2. Using the same substitution, we have \begin {align*} I_n & = \int _{-\infty }^{\infty } \frac {\Diff x}{[(x+a)^2 + (b - a^2)]^n} \\ & = \int _{-\frac {\pi }{2}}^{\frac {\pi }{2}} \frac {\sqrt {b - a^2} \sec ^2 u \Diff u}{\left [(b - a^2) \sec ^2 u\right ]^n} \\ & = \frac {1}{\sqrt {b - a^2}} \int _{-\frac {\pi }{2}}^{\frac {\pi }{2}} \frac {\Diff u}{\left [(b - a^2) \sec ^2 u\right ]^{n - 1}}. \end {align*}

   Therefore, \[ 2n(b - a^2) I_{n + 1} = (2n - 1) I_n, \] is equivalent to \[ 2n \sqrt {b - a^2} \int _{-\frac {\pi }{2}}^{\frac {\pi }{2}} \frac {\Diff u}{\left [(b - a^2) \sec ^2 u\right ]^{n}} = (2n-1) \frac {1}{\sqrt {b - a^2}} \int _{-\frac {\pi }{2}}^{\frac {\pi }{2}} \frac {\Diff u}{\left [(b - a^2) \sec ^2 u\right ]^{n - 1}} \] is equivalent to \[ 2n (b - a^2) \int _{-\frac {\pi }{2}}^{\frac {\pi }{2}} \frac {\Diff u}{\left [(b - a^2) \sec ^2 u\right ]^{n}} = (2n-1) \int _{-\frac {\pi }{2}}^{\frac {\pi }{2}} \frac {\Diff u}{\left [(b - a^2) \sec ^2 u\right ]^{n - 1}} \] is equivalent to \[ 2n \int _{- \frac {\pi }{2}}^{\frac {\pi }{2}} \frac {\Diff u}{\sec ^{2n} u} = (2n - 1) \int _{- \frac {\pi }{2}}^{\frac {\pi }{2}} \frac {\Diff u}{\sec ^{2n - 2} u}. \]

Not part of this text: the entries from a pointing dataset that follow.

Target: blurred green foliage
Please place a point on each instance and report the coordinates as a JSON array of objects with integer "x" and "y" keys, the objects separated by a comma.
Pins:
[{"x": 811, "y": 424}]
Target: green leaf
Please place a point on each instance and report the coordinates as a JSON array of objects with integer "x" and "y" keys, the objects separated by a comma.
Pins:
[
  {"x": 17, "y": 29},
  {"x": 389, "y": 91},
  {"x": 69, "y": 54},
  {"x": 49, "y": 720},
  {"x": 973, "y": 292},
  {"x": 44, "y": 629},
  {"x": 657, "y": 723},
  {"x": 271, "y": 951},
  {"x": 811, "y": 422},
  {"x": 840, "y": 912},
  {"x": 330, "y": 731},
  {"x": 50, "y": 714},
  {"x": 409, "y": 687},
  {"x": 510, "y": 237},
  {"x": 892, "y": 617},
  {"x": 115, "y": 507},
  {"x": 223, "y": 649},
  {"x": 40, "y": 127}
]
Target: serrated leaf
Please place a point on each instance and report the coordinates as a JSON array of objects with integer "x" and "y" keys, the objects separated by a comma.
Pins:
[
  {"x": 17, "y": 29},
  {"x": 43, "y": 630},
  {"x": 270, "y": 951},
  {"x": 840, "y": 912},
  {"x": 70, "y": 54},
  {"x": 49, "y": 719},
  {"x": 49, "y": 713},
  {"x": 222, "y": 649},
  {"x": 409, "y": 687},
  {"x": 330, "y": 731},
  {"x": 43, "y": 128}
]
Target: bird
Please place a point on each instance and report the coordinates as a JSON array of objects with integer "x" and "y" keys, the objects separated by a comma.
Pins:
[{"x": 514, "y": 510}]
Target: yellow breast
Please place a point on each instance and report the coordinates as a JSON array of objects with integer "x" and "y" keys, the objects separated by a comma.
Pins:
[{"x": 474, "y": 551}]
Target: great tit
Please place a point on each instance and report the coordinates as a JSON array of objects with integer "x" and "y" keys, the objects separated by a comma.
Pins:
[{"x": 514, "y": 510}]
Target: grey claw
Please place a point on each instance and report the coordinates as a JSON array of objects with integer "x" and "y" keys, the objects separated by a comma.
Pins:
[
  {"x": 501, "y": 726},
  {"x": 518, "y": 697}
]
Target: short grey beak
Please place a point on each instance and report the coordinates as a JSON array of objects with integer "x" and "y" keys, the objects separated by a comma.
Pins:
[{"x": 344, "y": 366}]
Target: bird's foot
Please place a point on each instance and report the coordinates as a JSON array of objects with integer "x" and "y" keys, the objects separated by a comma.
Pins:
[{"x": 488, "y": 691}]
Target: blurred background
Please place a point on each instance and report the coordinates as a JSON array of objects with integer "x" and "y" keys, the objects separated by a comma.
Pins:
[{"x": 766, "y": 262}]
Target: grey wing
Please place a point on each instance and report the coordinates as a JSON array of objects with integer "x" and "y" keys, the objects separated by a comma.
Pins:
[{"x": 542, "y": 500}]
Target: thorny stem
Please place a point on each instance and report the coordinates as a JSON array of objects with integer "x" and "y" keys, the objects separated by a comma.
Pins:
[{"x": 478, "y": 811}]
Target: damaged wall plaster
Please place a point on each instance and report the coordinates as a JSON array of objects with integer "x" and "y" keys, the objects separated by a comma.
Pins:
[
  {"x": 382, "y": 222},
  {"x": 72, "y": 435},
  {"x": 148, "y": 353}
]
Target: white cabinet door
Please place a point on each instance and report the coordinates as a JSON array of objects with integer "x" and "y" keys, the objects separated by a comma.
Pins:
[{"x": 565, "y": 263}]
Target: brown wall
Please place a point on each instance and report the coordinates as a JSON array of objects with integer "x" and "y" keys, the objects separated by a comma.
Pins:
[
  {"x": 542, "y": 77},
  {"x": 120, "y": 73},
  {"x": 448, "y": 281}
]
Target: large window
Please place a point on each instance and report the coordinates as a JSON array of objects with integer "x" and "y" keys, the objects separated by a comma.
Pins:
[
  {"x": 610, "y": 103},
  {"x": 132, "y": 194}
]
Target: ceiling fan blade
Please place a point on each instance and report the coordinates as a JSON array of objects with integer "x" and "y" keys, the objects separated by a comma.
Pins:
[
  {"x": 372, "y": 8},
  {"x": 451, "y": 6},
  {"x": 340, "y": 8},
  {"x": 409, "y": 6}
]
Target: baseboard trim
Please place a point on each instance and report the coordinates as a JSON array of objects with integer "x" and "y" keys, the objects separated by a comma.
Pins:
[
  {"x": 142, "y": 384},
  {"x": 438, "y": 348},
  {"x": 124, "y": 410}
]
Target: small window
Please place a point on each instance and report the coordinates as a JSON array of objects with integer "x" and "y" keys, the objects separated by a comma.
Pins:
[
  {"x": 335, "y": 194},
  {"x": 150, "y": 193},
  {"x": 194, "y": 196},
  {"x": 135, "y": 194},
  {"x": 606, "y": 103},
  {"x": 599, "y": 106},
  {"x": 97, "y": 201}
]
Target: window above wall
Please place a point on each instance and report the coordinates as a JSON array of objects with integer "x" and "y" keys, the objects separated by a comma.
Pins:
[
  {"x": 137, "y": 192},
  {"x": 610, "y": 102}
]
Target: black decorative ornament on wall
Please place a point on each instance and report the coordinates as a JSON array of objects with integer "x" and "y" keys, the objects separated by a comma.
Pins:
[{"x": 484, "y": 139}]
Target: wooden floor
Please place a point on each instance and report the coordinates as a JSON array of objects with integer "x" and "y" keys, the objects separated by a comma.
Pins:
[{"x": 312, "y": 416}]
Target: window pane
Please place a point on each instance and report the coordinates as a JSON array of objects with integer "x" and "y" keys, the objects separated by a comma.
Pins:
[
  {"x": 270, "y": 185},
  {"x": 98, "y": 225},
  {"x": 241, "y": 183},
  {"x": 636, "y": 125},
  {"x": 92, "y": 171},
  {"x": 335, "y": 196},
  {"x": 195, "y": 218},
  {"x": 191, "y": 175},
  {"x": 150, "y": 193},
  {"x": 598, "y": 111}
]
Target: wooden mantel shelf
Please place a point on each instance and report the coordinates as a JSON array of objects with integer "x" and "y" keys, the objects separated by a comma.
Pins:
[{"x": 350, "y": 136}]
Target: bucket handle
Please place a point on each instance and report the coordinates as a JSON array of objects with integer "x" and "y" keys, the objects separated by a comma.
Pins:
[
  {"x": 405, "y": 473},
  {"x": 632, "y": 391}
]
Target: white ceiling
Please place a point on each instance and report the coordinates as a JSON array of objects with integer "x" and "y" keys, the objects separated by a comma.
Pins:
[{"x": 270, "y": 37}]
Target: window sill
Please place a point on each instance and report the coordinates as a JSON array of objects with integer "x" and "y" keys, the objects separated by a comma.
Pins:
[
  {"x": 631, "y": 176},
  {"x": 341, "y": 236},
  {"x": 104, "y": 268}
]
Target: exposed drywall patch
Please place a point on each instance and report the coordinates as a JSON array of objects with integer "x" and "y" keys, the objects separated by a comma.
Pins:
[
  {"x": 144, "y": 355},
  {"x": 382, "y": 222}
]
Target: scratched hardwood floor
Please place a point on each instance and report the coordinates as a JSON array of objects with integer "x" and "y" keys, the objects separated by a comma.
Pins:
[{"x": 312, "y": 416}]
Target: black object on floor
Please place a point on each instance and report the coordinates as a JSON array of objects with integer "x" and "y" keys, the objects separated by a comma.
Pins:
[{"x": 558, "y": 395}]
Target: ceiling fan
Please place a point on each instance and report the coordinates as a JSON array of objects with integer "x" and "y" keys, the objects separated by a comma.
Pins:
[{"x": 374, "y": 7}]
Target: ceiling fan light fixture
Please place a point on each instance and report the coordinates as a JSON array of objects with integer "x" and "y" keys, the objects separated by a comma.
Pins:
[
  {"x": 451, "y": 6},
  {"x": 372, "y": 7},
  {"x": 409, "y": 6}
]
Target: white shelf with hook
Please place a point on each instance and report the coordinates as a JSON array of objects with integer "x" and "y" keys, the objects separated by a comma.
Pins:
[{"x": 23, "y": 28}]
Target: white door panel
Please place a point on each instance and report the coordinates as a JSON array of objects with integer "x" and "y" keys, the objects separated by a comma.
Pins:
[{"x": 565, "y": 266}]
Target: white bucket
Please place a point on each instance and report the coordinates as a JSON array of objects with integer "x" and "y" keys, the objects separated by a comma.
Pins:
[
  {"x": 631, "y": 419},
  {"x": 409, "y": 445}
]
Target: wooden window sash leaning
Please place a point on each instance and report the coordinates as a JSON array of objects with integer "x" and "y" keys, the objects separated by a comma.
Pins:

   Notice that \begin {align*} \int _{- \frac {\pi }{2}}^{\frac {\pi }{2}} \frac {\Diff u}{\sec ^{2n - 2} u} & = \int _{- \frac {\pi }{2}}^{\frac {\pi }{2}} \frac {\sec ^2 u \Diff u}{\sec ^{2n} u} \\ & = \int _{- \frac {\pi }{2}}^{\frac {\pi }{2}} \frac {\Diff \tan u}{\sec ^{2n} u} \\ & = \lim _{\substack {a \to \frac {\pi }{2} \\b \to -\frac {\pi }{2}}}\left [\frac {\tan u}{\sec ^{2n}u}\right ]^{a}_{b} - \int _{- \frac {\pi }{2}}^{\frac {\pi }{2}} \tan u \Diff \sec ^{-2n}u\\ & = \lim _{\substack {a \to \frac {\pi }{2} \\b \to -\frac {\pi }{2}}}\left [\sin u \cos ^{2n - 1} u\right ]^{a}_{b} - \int _{- \frac {\pi }{2}}^{\frac {\pi }{2}} -2n \sec u \tan u \sec ^{-2n - 1}u \tan u \Diff u\\ & = 2n \int _{- \frac {\pi }{2}}^{\frac {\pi }{2}} \frac {\tan ^2 u \Diff u}{\sec ^{2n} u} \\ & = 2n \int _{- \frac {\pi }{2}}^{\frac {\pi }{2}} \frac {(\sec ^2 u - 1) \Diff u}{\sec ^{2n} u} \\ & = 2n \int _{- \frac {\pi }{2}}^{\frac {\pi }{2}} \frac {\Diff u}{\sec ^{2n - 2} u} - 2n \int _{- \frac {\pi }{2}}^{\frac {\pi }{2}} \frac {\Diff u}{\sec ^{2n} u}. \\ \end {align*}

   This means \[ (2n - 1) \int _{- \frac {\pi }{2}}^{\frac {\pi }{2}} \frac {\Diff u}{\sec ^{2n - 2} u} = 2n \int _{- \frac {\pi }{2}}^{\frac {\pi }{2}} \frac {\Diff u}{\sec ^{2n} u}, \] which is exactly what was desired.

3. Proof by induction:

   • Base Case. When \(n = 1\), \[ \LHS = I_1 = \frac {\pi }{\sqrt {b - a^2}}, \] \[ \RHS = \frac {\pi }{2^{2 \cdot 1 - 2} (b - a^2)^{1 - \frac {1}{2}}} \binom {2 \cdot 1 - 2}{1 - 1} = \frac {\pi }{\sqrt {b - a^2}} \binom {0}{0} = \frac {\pi }{\sqrt {b - a^2}}. \]
   • Induction Hypothesis. Assume for some \(n = k \in \NN \), we have \[ I_n = \frac {\pi }{2^{2n - 2} (b - a^2)^{n - \frac {1}{2}}} \binom {2n - 2}{n - 1}. \]
   • Induction Step. When \(n = k + 1\), \begin {align*} I_n & = I_{k + 1} \\ & = \frac {2k + 1}{2(k + 1)(b - a^2)} I_k \\ & = \frac {2k + 1}{2(k + 1)(b - a^2)} \cdot \frac {\pi }{2^{2k - 2} (b - a^2)^{k - \frac {1}{2}}} \binom {2k - 2}{k - 1} \\ & = \frac {\pi }{2^{2k} (b - a^2)^{k + \frac {1}{2}}} \frac {(2k-2)!}{(k-1)!(k-1)!} \frac {(2k + 1)(2k + 2)}{(k + 1)^2} \\ & = \frac {\pi }{2^{2k} (b - a^2)^{k + \frac {1}{2}}} \frac {2k!}{k!k!} \\ & = \frac {\pi }{2^{2k} (b - a^2)^{k + \frac {1}{2}}} \binom {2k}{k} \\ & = \frac {\pi }{2^{2n - 2} (b - a^2)^{n - \frac {1}{2}}} \binom {2n - 2}{n - 1}. \end {align*}

   Therefore, by the principle of mathematical induction, for \(n \in \NN \), \[ I_n = \frac {\pi }{2^{2n - 2} (b - a^2)^{n - \frac {1}{2}}} \binom {2n - 2}{n - 1}, \] as desired.